(New throughout, adds details on earnings comparison, updates stock price)
HOUSTON, Oct 25 (Reuters) - Whiting Petroleum Corp, the largest oil producer in North Dakota’s Bakken shale formation, posted a quarterly loss on Wednesday that was smaller than analysts had expected, due in part to higher crude prices .
The results came the day after Whiting said long-time Chief Executive James Volker would retire and be replaced by Brad Holly, a former Anadarko Petroleum Corp executive.
Whiting carries a debt load that eclipses its market value, and has struggled in recent years to capitalize on its position as a Bakken leader.
Analysts generally cheered Volker’s replacement with Holly, who helped lead Anadarko’s operations in the western United States, saying they were eager for updates on his plan for the company’s operations.
Whiting posted a third-quarter net loss of $286.4 million, or 79 cents per share, compared with $693.1 million, or $2.47 per share, in the year-ago period.
Excluding one-time items, including taxes and hedging gains, Whiting lost 14 cents per share. By that measure, analysts expected a loss of 20 cents per share, according to Thomson Reuters I/B/E/S.

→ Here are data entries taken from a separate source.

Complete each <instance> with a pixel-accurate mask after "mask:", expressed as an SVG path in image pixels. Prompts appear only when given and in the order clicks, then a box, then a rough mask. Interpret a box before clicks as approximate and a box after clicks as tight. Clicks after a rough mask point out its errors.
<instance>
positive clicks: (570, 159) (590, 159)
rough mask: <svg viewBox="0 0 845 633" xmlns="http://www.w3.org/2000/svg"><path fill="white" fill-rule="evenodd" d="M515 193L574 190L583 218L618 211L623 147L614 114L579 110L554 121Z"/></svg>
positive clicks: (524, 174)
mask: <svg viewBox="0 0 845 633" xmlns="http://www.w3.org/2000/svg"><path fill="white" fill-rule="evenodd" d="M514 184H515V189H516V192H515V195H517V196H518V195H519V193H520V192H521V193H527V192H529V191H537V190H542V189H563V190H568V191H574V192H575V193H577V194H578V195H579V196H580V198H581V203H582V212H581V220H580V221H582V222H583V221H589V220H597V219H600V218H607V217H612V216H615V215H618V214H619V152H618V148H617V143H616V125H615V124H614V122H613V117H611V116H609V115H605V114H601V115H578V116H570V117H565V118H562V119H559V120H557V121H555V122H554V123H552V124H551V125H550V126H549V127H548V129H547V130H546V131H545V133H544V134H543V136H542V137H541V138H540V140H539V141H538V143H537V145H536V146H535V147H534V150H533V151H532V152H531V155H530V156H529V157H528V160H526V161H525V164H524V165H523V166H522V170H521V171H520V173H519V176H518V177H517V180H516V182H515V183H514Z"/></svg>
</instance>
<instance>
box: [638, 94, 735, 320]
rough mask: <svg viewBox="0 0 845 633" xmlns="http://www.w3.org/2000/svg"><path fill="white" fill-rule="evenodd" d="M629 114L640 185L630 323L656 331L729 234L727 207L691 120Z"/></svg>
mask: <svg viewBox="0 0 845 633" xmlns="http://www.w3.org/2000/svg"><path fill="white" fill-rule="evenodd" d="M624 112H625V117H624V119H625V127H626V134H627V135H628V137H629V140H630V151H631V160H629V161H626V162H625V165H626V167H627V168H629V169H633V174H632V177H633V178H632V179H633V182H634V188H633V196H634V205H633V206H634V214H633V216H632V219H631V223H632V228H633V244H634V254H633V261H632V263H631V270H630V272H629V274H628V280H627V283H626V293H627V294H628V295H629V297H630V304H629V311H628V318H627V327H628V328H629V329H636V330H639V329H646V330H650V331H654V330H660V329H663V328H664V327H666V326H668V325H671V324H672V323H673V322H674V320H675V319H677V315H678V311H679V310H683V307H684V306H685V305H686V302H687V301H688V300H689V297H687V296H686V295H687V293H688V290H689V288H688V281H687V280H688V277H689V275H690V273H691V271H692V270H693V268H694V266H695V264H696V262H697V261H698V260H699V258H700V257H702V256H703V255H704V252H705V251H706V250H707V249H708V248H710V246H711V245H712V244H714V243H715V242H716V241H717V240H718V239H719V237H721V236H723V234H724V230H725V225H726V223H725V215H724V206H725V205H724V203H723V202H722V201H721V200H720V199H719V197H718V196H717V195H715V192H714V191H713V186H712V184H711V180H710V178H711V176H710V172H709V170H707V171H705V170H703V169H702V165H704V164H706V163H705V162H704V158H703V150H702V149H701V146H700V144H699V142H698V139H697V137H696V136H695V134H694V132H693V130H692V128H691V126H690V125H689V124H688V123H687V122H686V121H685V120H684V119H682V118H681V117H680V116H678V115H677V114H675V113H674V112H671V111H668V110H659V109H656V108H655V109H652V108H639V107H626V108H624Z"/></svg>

Production dipped 5 percent to 114,350 barrels per day, largely due to the temporary shutdown of a contractor’s natural gas processing plant. North Dakota’s oil regulator limits natural gas flaring at each well; producers must throttle back or suspend production at wells if they cannot meet the targets.
The average sales price for Whiting’s crude oil rose 12 percent during the quarter to $41.03 per barrel.
Whiting said it still expects to spend $950 million this year, maintaining previous guidance. For 2018, the company has hedged about half of its oil production so far.
Shares of Denver-based Whiting rose 0.6 percent to $4.87 in after-hours trading. The stock is down nearly 60 percent so far this year.